Quatre nuits, regardant le ciel, le prince s’interroge sur ce que l’aube suivante lui réserve. Les nuits furent très belles dans ce moment-là, et Jupiter y brillait bien, plus gros que tous les autres astres.

«Que vont faire les Français? se demandait le prince. Que vont-ils faire?»

Or, les Français, respectant pour une fois l’ordre qui leur avait été donné, n’attaquent point. Le 10 de septembre, le roi Jean est à Blois avec son corps de bataille bien rassemblé. Le 11, il se meut vers la jolie cité d’Amboise, autant dire à toucher Montlouis. Adieu renforts, adieu Lancastre; il faut au prince de Galles retraiter sur l’Aquitaine, au plus rapide, s’il veut éviter que, entre Tours et Amboise, la nasse ne se referme; à deux corps de bataille, il ne peut opposer front. Le même jour, il déloge de Montlouis pour aller dormir à Montbazon.

Et là, au matin du 12, que voit-il arriver? Deux cents lances, précédées d’une bannière jaune et blanche, et au milieu des lances une grande litière rouge d’où sort un cardinal… J’ai accoutumé mes sergents et valets, vous l’avez vu, à mettre genou en terre quand je descends. Cela fait toujours impression sur ceux chez qui je parviens. Beaucoup aussitôt s’agenouillent de même, et se signent. Mon apparition mit de l’émotion, je vous le donne à croire, dans le camp anglais.

J’avais la veille quitté le roi Jean à Amboise. Je savais qu’il n’attaquerait pas encore, mais que le moment ne pouvait plus être éloigné. Alors, à moi d’engager mon affaire. J’étais passé par Bléré, où j’avais pris peu de sommeil. Flanqué des armures de mon neveu de Durazzo et de messire de Hérédia, et suivi des robes de mes prélats et clercs, j’allai au Prince et lui demandai de s’entretenir avec moi, seul à seul.

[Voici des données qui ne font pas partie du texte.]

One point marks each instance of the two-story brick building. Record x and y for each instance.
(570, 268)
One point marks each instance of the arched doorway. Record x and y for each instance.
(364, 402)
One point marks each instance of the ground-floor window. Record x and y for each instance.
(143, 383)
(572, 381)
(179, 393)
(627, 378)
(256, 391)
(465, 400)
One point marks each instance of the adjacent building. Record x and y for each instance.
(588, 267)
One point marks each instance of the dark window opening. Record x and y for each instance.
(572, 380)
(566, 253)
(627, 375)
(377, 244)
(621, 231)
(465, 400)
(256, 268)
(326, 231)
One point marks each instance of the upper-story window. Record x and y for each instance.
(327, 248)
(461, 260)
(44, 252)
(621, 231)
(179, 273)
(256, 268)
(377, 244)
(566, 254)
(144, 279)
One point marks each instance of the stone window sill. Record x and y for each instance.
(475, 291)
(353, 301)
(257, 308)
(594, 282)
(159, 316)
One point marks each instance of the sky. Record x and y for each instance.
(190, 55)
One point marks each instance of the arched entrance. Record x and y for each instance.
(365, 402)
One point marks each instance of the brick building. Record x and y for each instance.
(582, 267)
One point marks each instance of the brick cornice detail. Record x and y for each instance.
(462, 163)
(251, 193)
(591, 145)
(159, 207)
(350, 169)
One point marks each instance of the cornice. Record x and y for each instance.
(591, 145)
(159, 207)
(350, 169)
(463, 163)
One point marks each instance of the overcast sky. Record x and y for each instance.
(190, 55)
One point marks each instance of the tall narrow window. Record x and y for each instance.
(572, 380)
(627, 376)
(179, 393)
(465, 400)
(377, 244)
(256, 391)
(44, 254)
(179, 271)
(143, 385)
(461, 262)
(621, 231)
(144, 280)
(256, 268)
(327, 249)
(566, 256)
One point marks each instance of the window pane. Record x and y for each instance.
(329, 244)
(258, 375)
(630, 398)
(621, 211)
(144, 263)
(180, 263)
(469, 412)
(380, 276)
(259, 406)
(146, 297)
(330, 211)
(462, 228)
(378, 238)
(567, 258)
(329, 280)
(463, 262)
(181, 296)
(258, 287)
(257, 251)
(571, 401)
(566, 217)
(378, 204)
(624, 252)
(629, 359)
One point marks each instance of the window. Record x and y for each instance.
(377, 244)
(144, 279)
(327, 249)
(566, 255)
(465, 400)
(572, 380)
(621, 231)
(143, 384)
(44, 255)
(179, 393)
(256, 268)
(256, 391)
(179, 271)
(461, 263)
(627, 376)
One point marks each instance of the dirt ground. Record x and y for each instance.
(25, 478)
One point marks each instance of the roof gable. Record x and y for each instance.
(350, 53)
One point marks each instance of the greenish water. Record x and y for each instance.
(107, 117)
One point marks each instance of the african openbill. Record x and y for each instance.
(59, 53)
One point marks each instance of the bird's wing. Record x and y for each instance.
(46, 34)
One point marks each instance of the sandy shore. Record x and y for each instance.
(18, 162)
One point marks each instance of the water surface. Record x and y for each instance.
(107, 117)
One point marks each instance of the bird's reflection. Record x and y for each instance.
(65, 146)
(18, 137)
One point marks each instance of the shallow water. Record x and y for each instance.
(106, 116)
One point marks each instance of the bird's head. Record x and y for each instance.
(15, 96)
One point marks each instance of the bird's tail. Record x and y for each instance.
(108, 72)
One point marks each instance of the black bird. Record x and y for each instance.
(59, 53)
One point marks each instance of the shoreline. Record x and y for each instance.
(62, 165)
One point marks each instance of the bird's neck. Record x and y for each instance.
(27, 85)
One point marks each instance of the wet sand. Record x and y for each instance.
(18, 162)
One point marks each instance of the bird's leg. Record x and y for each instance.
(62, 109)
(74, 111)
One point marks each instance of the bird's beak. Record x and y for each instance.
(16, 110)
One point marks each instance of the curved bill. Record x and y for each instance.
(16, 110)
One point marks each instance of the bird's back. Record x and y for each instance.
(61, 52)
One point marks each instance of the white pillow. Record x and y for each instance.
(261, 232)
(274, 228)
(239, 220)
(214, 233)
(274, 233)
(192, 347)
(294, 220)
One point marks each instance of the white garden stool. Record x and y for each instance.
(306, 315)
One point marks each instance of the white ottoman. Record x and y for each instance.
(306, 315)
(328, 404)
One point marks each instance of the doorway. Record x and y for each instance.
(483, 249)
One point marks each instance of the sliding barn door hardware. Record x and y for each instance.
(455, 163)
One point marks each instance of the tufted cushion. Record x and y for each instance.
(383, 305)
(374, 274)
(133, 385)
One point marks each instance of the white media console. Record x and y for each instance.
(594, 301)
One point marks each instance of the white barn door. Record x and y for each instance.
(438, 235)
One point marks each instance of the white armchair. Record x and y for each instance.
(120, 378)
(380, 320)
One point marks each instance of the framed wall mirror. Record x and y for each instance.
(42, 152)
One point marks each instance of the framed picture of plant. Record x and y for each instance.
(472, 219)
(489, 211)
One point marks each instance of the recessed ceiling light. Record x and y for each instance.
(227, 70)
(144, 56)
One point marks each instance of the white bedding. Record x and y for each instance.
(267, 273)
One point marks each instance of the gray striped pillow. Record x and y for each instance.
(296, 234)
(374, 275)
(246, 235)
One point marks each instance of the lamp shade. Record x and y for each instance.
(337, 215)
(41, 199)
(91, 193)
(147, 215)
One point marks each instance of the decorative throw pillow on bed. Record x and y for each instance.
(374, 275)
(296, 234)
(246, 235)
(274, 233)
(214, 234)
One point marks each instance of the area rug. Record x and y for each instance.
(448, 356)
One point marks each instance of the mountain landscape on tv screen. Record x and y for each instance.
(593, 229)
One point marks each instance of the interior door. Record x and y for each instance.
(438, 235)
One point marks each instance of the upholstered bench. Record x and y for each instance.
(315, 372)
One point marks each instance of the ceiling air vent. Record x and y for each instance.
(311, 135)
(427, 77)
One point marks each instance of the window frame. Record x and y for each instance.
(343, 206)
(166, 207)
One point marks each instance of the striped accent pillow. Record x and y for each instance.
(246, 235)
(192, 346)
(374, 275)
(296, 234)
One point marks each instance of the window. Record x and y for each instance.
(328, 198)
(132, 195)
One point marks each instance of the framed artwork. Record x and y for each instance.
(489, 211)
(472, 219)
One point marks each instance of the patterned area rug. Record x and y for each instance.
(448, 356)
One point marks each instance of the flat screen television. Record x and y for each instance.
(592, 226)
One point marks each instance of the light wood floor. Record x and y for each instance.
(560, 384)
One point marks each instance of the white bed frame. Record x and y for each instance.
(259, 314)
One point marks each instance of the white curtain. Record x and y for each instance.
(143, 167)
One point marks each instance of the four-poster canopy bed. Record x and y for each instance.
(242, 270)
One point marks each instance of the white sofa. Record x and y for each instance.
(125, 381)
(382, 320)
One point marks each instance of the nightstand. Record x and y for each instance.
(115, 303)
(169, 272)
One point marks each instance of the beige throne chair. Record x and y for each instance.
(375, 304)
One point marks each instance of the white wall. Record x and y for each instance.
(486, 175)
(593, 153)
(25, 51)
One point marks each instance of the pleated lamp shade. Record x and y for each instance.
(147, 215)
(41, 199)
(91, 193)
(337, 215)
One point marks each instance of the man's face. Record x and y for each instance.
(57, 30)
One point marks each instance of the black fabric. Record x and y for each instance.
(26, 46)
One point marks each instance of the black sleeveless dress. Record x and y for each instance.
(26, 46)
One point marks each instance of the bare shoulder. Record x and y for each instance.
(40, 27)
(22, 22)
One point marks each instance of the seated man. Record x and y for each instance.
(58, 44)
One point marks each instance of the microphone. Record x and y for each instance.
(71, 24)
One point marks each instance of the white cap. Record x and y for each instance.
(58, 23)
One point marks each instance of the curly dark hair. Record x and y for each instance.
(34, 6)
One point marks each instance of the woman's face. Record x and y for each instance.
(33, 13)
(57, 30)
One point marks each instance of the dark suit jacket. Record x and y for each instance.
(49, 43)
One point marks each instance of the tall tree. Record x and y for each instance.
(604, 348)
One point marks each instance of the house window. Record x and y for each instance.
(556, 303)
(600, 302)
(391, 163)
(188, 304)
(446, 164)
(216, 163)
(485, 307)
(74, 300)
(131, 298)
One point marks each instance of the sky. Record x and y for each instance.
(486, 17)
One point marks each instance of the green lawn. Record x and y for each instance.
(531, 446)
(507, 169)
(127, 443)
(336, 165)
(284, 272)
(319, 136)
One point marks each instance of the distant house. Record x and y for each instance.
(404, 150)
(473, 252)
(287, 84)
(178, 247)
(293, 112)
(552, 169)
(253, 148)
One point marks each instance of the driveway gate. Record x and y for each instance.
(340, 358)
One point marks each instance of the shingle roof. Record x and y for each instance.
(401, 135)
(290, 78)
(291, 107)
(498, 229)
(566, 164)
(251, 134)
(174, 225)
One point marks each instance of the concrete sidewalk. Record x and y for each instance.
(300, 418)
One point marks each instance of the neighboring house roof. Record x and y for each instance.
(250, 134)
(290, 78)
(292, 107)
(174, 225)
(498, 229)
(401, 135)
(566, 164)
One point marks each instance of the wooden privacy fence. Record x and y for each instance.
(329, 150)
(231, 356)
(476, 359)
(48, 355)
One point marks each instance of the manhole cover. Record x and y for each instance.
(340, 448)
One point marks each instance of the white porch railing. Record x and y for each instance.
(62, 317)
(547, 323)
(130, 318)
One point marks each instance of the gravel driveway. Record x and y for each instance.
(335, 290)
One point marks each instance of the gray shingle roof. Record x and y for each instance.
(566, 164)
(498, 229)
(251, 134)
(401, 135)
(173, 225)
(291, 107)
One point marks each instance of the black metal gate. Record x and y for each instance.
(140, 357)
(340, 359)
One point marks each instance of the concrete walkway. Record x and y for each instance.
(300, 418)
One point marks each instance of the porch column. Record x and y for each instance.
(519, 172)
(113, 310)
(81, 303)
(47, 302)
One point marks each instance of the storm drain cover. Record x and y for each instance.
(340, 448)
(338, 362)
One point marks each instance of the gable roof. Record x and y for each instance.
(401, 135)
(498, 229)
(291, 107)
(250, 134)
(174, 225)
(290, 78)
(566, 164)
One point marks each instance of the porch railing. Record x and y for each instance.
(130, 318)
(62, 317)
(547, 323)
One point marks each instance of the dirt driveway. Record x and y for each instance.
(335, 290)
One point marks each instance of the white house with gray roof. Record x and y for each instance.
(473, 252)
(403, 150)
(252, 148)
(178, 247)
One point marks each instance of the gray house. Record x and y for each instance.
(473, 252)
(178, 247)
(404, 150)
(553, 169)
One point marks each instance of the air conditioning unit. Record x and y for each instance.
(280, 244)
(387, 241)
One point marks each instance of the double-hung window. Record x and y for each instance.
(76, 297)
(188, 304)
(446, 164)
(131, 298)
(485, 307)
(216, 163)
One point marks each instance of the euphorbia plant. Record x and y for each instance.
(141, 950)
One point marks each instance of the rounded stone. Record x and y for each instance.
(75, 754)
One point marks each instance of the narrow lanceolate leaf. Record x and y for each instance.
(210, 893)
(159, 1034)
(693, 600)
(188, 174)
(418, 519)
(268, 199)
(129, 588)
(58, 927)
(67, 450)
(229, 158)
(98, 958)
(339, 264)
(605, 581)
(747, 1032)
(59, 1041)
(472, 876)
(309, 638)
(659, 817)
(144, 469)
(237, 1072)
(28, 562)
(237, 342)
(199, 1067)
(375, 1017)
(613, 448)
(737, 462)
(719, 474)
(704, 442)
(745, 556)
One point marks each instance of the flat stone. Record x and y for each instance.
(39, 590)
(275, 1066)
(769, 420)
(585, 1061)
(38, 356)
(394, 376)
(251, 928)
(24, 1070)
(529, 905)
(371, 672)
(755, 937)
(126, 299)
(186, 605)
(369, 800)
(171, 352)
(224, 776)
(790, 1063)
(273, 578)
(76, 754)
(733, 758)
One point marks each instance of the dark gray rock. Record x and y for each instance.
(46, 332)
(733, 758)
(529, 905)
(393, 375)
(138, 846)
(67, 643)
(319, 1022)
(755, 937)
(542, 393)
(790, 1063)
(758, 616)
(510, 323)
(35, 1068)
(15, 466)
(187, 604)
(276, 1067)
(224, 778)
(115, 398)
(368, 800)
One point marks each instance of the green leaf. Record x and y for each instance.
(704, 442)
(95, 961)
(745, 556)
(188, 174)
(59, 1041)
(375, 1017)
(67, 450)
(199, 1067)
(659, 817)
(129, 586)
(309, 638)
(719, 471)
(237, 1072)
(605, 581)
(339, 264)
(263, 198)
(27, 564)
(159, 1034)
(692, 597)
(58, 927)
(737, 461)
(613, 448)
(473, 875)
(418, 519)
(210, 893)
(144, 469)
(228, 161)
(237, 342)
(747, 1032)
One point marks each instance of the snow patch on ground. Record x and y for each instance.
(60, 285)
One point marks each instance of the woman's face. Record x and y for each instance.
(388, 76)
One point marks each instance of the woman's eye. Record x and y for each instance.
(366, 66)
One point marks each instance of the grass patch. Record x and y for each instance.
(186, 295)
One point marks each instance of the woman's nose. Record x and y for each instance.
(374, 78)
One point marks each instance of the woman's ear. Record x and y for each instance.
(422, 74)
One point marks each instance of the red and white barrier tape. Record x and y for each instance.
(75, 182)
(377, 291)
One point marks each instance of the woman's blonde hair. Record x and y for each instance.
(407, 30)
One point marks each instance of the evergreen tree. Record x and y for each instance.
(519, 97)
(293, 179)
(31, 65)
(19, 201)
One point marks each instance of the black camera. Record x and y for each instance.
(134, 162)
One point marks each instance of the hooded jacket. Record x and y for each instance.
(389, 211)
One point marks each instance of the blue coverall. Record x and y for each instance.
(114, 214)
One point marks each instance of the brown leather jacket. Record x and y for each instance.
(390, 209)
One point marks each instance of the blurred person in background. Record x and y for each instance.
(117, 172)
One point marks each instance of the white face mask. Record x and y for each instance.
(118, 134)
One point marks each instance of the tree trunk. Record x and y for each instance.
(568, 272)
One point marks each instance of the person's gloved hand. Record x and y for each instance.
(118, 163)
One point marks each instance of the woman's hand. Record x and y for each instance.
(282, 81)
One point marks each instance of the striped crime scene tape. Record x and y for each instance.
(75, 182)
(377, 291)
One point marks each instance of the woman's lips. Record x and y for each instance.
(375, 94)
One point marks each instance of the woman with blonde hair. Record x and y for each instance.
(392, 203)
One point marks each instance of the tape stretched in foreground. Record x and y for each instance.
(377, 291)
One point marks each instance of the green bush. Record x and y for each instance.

Il me parut pressé, me disant qu’il levait le camp dans l’heure. Je lui assurai qu’il avait un moment, et que mon propos, qui était celui de notre Saint-Père le pape, méritait qu’il l’entendît. De savoir, comme je m’en portais certain, qu’il ne serait pas attaqué ce jour lui donna certainement du répit; mais tout le temps que nous parlâmes, bien qu’il voulût se montrer sûr de soi, il continua de marquer de la hâte, ce que je trouvai bon.

Il a de la hauteur dans le naturel, ce prince, et comme j’en ai aussi, cela ne pouvait pas nous faire le début facile. Mais moi, j’ai l’âge, qui me sert…

Bel homme, belle taille… En effet, en effet, il est vrai, mon neveu, que je ne vous ai point encore décrit le prince de Galles!.. Vingt-six ans. C’est l’âge d’ailleurs de toute la nouvelle génération qui devient maîtresse des affaires. Le roi de Navarre a vingt-cinq ans, et Phœbus de même; seul le Dauphin est plus jeune… Galles a un sourire avenant qu’aucune dent gâtée ne dépare encore. Pour le bas du visage et pour la carnation, il tient du côté de sa mère, la reine Philippa. Il en a les manières enjouées, et il grossira comme elle. Pour le haut du visage, il tirerait plutôt vers son arrière grand-père, Philippe le Bel. Un front lisse, des yeux bleus, écartés et grands, d’une froideur de fer. Il vous regarde fixement, d’une façon qui dément l’aménité du sourire. Les deux parties de cette figure, d’expressions si différentes, sont séparées par de belles moustaches blondes, à la saxonne, qui lui encadrent la lèvre et le menton… Le fond de sa nature est d’un dominateur. Il ne voit le monde que du haut d’un cheval.